JavaScript 迭代器协议深入：从 Symbol.iterator 到异步生成器

前言#

迭代（Iteration）是编程中最基础的操作之一。JavaScript 通过**迭代器协议（Iterator Protocol）和可迭代协议（Iterable Protocol）**定义了一套统一的迭代标准，让 for...of、展开运算符、解构赋值等语法特性能够与任何自定义数据结构无缝协作。

本文将从协议的底层原理讲起，逐步深入到生成器、惰性求值、异步迭代器和 for-await-of，帮你全面掌握 JavaScript 迭代体系。

迭代器协议（Iterator Protocol）#

一个对象要成为迭代器，必须实现一个 next() 方法，该方法返回一个包含 value 和 done 属性的对象：

1
// 手动实现一个迭代器
2
function createRangeIterator(start, end) {
3
  let current = start;
4
  return {
5
    next() {
6
      if (current <= end) {
7
        return { value: current++, done: false };
8
      }
9
      return { value: undefined, done: true };
10
    }
11
  };
12
}
13

14
const iter = createRangeIterator(1, 3);
15
console.log(iter.next()); // { value: 1, done: false }
16
console.log(iter.next()); // { value: 2, done: false }
17
console.log(iter.next()); // { value: 3, done: false }
18
console.log(iter.next()); // { value: undefined, done: true }

迭代器是有状态的——每次调用 next() 都会推进内部状态。
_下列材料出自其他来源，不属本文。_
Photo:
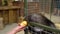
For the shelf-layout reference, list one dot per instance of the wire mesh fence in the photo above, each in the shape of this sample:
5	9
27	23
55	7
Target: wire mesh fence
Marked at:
44	6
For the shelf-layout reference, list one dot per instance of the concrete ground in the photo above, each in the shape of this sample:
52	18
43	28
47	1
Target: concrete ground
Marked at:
55	19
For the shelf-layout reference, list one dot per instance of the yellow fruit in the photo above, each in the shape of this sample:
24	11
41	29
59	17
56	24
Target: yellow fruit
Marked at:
24	23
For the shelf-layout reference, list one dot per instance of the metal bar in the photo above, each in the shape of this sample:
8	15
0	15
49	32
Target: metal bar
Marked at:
51	9
45	27
3	2
26	12
26	7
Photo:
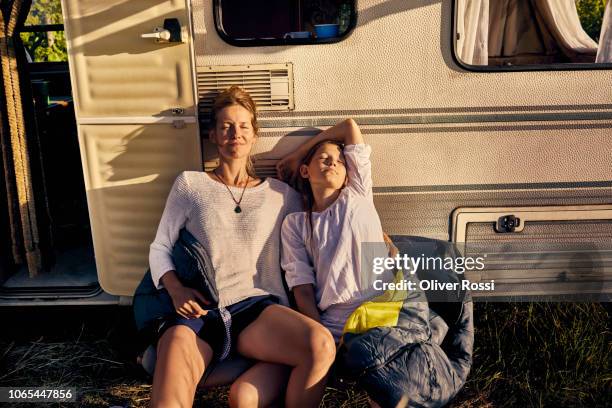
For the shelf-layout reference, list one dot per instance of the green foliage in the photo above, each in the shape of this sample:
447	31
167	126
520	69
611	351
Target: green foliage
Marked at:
49	46
591	15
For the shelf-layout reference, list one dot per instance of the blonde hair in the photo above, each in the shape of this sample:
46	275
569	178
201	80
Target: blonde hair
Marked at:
235	95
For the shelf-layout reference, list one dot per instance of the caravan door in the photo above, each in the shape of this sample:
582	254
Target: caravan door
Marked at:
136	118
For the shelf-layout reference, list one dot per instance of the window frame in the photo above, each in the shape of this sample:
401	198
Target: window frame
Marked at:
261	42
570	66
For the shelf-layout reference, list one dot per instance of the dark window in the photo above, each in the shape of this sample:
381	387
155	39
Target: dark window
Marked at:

一旦 done: true，后续调用应持续返回 { done: true }。

可迭代协议（Iterable Protocol）#

一个对象要成为可迭代的，必须实现 Symbol.iterator 方法，该方法返回一个迭代器：

1
class Range {
2
  constructor(start, end) {
3
    this.start = start;
4
    this.end = end;
5
  }
6

7
  [Symbol.iterator]() {
8
    let current = this.start;
9
    const end = this.end;
10

11
    return {
12
      next() {
13
        if (current <= end) {
14
          return { value: current++, done: false };
15
        }
16
        return { value: undefined, done: true };
17
      }
18
    };
19
  }
20
}
21

22
const range = new Range(1, 5);
23

24
// for...of 自动调用 Symbol.iterator
25
for (const num of range) {
26
  console.log(num); // 1, 2, 3, 4, 5
27
}
28

29
// 展开运算符
30
console.log([...range]); // [1, 2, 3, 4, 5]
31

32
// 解构赋值
33
const [first, second, ...rest] = range;
34
console.log(first, second, rest); // 1 2 [3, 4, 5]
35

36
// Array.from
37
console.log(Array.from(range)); // [1, 2, 3, 4, 5]

可迭代协议的消费者#

以下语法和 API 都依赖可迭代协议：

消费者	示例
`for...of`	`for (const x of iterable)`
展开运算符	`[...iterable]`, `fn(...iterable)`
解构赋值	`const [a, b] = iterable`
`Array.from()`	`Array.from(iterable)`
`new Map()` / `new Set()`	`new Set(iterable)`
`Promise.all()`	`Promise.all(iterable)`
`yield*`	`yield* iterable`

生成器函数（Generator Functions）#

手动实现迭代器比较繁琐，生成器函数（function*）提供了更优雅的方式：

1
function* range(start, end) {
2
  for (let i = start; i <= end; i++) {
3
    yield i;
4
  }
5
}
6

7
for (const num of range(1, 5)) {
8
  console.log(num); // 1, 2, 3, 4, 5
9
}

生成器函数返回的对象同时满足迭代器协议和可迭代协议：

1
const gen = range(1, 3);
2

3
// 它是一个迭代器（有 next 方法）
4
console.log(gen.next()); // { value: 1, done: false }
5

6
// 它也是可迭代的（有 Symbol.iterator 方法）
7
console.log(gen[Symbol.iterator]() === gen); // true

yield* 委托#

yield* 可以将迭代委托给另一个可迭代对象：

1
function* concat(...iterables) {
2
  for (const iterable of iterables) {
3
    yield* iterable;
4
  }
5
}
6

7
console.log([...concat([1, 2], [3, 4], [5])]); // [1, 2, 3, 4, 5]
8

9
// 递归生成器——遍历树结构
10
function* traverseTree(node) {
11
  yield node.value;
12
  if (node.children) {
13
    for (const child of node.children) {
14
      yield* traverseTree(child);
15
    }
16
  }
17
}
18

19
const tree = {
20
  value: 1,
21
  children: [
22
    { value: 2, children: [{ value: 4 }, { value: 5 }] },
23
    { value: 3, children: [{ value: 6 }] }
24
  ]
25
};
26

27
console.log([...traverseTree(tree)]); // [1, 2, 4, 5, 3, 6]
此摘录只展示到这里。